The history of the United States is full of stories of brave men who fought tyranny in order to create a land of the free and the home of the brave. Students' first experience with history relates tales of the Founding Fathers who fought the American Revolution and won. Their actions allowed this country to break away from Great Britain and become an independent and autonomous nation where all men were created equal. This naive believe in the founding of the United States, however, overlooks a series of crimes against humanity both on the shores of America and in the islands of the Atlantic Ocean, such as Jamaica. Much of the American and then the world economy were built upon the bloodied backs of enslaved black men, women, and children. Throughout the 17th, 18th, and early 19th centuries shiploads of slaves from Africa were sent across the Atlantic to work themselves to death in the American south in the islands of the Atlantic, like the Caribbean sugar plantations. The attitudes of the white majority in these areas were that all of the darker skinned people in the world were naturally inferior because of the color of their skin. Unwilling to continue on in this vain for generations into the future, there were several groups who went on to rebel against the slave trade by any means necessary. In the books Bury the Chains and Revolution in the Caribbean, authors Dubois and Hochschild delve into the various steps taken by these many factions who refused to longer participate in a system which they determined was both highly immoral and wholly unethical. In order to abolish this most inhumane of practices, it took some actions that were violent in nature, but also many nonviolent philosophical debates in homes and courtrooms in order to save human beings from slavery.

Part I:

In combating the slave trade, abolitions led a political campaign to force governments into realizing the truth of their positions, that no man has the right to enslave or own another man through any criteria, but particularly based upon the difference between a man's skin color and that of the majority. The British who wanted to abolish slavery took to the media through pamphlets and newspapers, and then to the courtrooms that there would be a legal precedent outlawing components of slavery. This legislation would slowly but surely chip away at the legalization of slavery until there was no foundation in British law for the keeping, selling, or trading of slaves both in Britain itself and throughout the empire.

The British were initially highly involved in the slave trade. Not only did the British Empire enslave Africans and put them to work on plantations and in servitude in British colonies, but they also sold slaves to the United States and other countries, strengthening their economy by causing misery and death to other beings. In Bury the Chains, Adam Hochschild writes: "Among the sounds that defined the world of British slavery were the clatter of chains on slave ships and, on Caribbean plantations, the pistol-like cracks of drivers' whips, marking the start of work in the fields before sunrise, meal breaks, and the workdays' end" (41). Sugar was a major commodity on the continent because of its lack of availability and its inability to be grown. Consequently, the importation of the product was serious business. 6.3 million gallons of sugar were being imported to England every single year (Hochschild 54). In order to meet this demand, more and more crops had to be grown in the Caribbean. The plantation would need to utilize the services of more men to harvest the crops they had planted. Only through using slave labor could the plantations service the needs of British citizens. As long as there was a need, white plantation owners would live like kings while the Africans toiled and suffered to harvest the sugar.

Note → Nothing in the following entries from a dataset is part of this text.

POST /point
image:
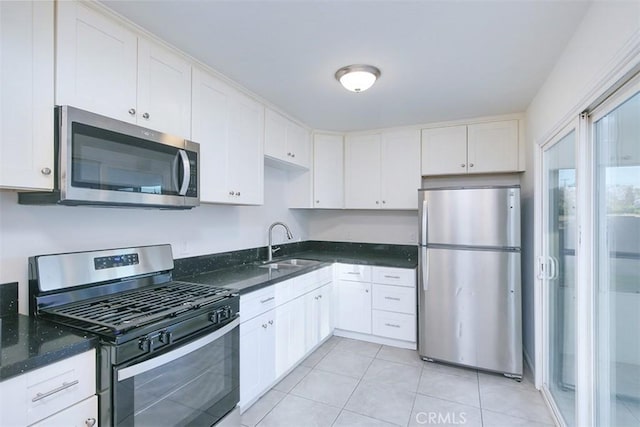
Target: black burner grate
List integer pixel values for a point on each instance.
(121, 312)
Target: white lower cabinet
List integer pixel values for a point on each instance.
(82, 414)
(354, 306)
(283, 323)
(62, 393)
(257, 355)
(377, 304)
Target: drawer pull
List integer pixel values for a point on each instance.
(64, 386)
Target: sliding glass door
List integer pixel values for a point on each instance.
(616, 143)
(558, 270)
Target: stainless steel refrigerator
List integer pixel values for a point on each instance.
(469, 296)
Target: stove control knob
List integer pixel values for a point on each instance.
(166, 337)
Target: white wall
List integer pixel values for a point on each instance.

In order to abolish slavery, there were moments of violence but much of the battle over the righteousness of the practice took place in courtrooms and government houses and the weapons which fought over the issue were law books and reason. One such case was that of a black man named Jonathan Strong who was badly beaten and left to die in the streets. He was represented by one Granville Sharp who found slavery to be antithetical not only to the legislation of the British law but to the religious position of a Christian man. After and during the incident, Sharp took it upon himself to turn public opinion against slavery, even writing a treatise "On the Injustice and dangerous Tendency of tolerating Slavery, or even of admitting the least Claim to private Property in the persons of Men, in England" (Hochschild 46). This pamphlet put forth the argument that neither in the eyes of the law nor in those of God should a man be deemed subservient to another because of his ethnic differences. His victory in the Strong case and in several subsequent cases forces the British public to acknowledge and understand the realities of the slavery issue.

There were similar debates in many countries throughout Europe including in France where they were facing their own Revolution against an oppressive government (Dubois 144). France had fewer colonies than Britain, but still was heavily interested in the slave trade using slave labor to harvest crops and export goods to the European continent. All imperial nations benefitted financially from the use of slave labor because they could ill-treat their workforce through rape and savage beatings to force them to work all the harder. Additionally, there is no cause to pay slave laborers for their work, no matter how many hours they toil or how dangerous the work. There is no cause to pay for aid if any of the slaves are injured. Taking care of slaves could be nothing more than allowing them to have a crudely constructed hut which they would have to fix themselves and giving them just enough food and clothing on which to survive. There was no time off for vacation, no hardships to hear about. Slaves could be kept as farm equipment, like taller cattle and there was nothing it seemed anyone was willing to do about it. That is how it was before abolition.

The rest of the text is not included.